He started his career as a designer overseeing the apparel for Vera Bradley, then owned and managed by Manhattan Industries. Impressed with his performance Manhattan offered Ellis his own project which gave birth to the Portfolio label. After that project’s success, and Ellis’s growing and glowing reputation, Manhattan and Ellis agreed it would be a good idea for a Perry Ellis label of his own.
From the late ‘7os through the early ’80s Ellis gained praise for redefining American dress, playing its traditions and histories against each other, re-contextualizing them and in some cases replacing them altogether. Ellis had a privileged and typically Virginian upbringing steeped in pedigree and patrician ambition. He had no interest in dwelling over what appeared to be pointless traditions. He pursued a modern spirit and remodeled classic Americana to represent it. At any given season his collections had more in common with European designers than anything else on 7th Avenue. He pushed boundaries and laid the groundwork for future mutations of American sportswear.
As Perry Ellis proved successful the possibilities of expansion through licensing and diffusion lines grew too big to be ignored. Laughlin Barker, Perry’s partner in business and in life, began turning the inventive and spirited label into an apparel powerhouse. One of the best of the spin-off labels to come from this was Perry Ellis America, a joint operation with Levi Strauss. For Levi’s it was a chance to add more fashion clout and diversity to their business, for Ellis it was a means to address all of America and bring his vision beyond the limits of luxury.
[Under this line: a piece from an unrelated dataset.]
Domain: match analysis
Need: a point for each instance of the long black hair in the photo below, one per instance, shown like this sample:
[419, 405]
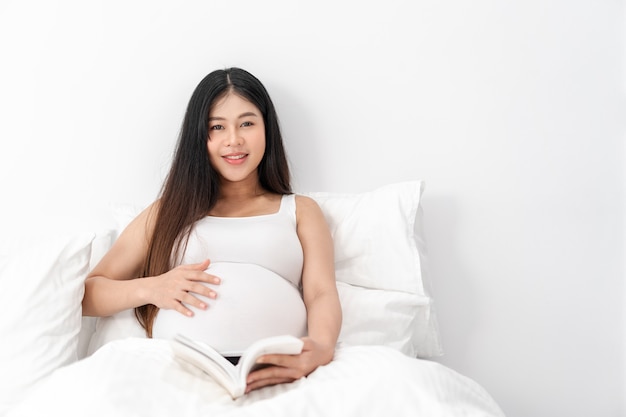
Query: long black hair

The showroom for Perry Ellis America was opened in 1984 and the line featured a new campaign shot by Bruce Weber. It had all of Ellis’s favorite Americanisms enhanced with his own slouchy ease and modern romance. Made with high standards and a lot of know-how, the line was of excellent quality. Beautiful striped poplin shirts, crisp khakis and hefty indigo denims made for a range of American classics that were empowered by their symbolic meanings but oh so carefully tweaked to transcend them. It looked to be the beginning of an industry defining endeavor however 1984 was also the year that Ellis started getting sick.
By the early ’80s AIDS had already devastated the fashion industry and showed no signs of slowing down. Ellis would eventually be one of its first high-profile victims in fashion. Laughlin Barker, who had shown signs of illness before Ellis, died in 1985. Ellis passed the following year.
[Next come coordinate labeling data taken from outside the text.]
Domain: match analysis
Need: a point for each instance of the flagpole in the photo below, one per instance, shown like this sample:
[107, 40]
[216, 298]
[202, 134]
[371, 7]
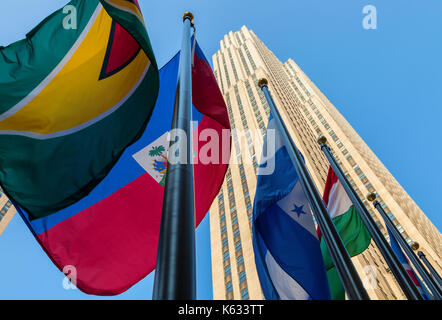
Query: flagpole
[175, 276]
[404, 280]
[433, 271]
[346, 270]
[411, 255]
The America line never worked out quite as planned. It was priced too high for the younger demographic to afford and it was limited to stores that already had pre-existing accounts with Perry Ellis making it not only pricey but not all that easy to find. To make matters worse, a newly revamped Portfolio label was also launched within months of America and the sudden saturation confused and turned away consumers. In a moment of good health a worn down Ellis assured Levis CEO Robert Haas that he could turn the business around. The moment passed and Ellis eventually succumbed to the devastation of the disease. One month after Ellis’s death Levi’s gave up on their Perry Ellis America license and the label was given over to Manhattan Industries
Since the eventual transformation of the Perry Ellis label from high fashion sensation to generic purveyor of golf wear, the Perry Ellis America label has been downgraded to a mere shell of its former self. Having been reincarnated as an unremarkable fragrance in 1996 and an unrecognizable menswear line sold at Dillards it never became the cash cow which Ralph Lauren, Calvin Klein and eventually Tommy Hilfiger would have for themselves. One of the earliest if not the first co-branded designer collaboration it was a missed opportunity and a lost expression of the legacy of a forgotten name. Perry Ellis America is important in that it helped set the stage for future designer collaborations and lower priced casual lines. But case study aside, it also lives on as a rather unique and beautiful facet of the elusive Perry Ellis universe, certainly worth a look at today.
“PERRY ELLIS fans will be glad to know that his crunchy tweed jackets and cable-knit sweaters are as comfortable and foreverlooking as they’ve always been. His tartan plaids are livelier and his coats more handsome than ever. Everything is a bit longer for fall and winter: the sweaters, the coats, the jackets.
There is the same insouciant feeling – of a college woman slipping into her boyfriend’s jacket that is a size or so too big for her, or putting together a jacket and a pair of pants in patterns that don’t quite match, but look quite appealing when you think about it.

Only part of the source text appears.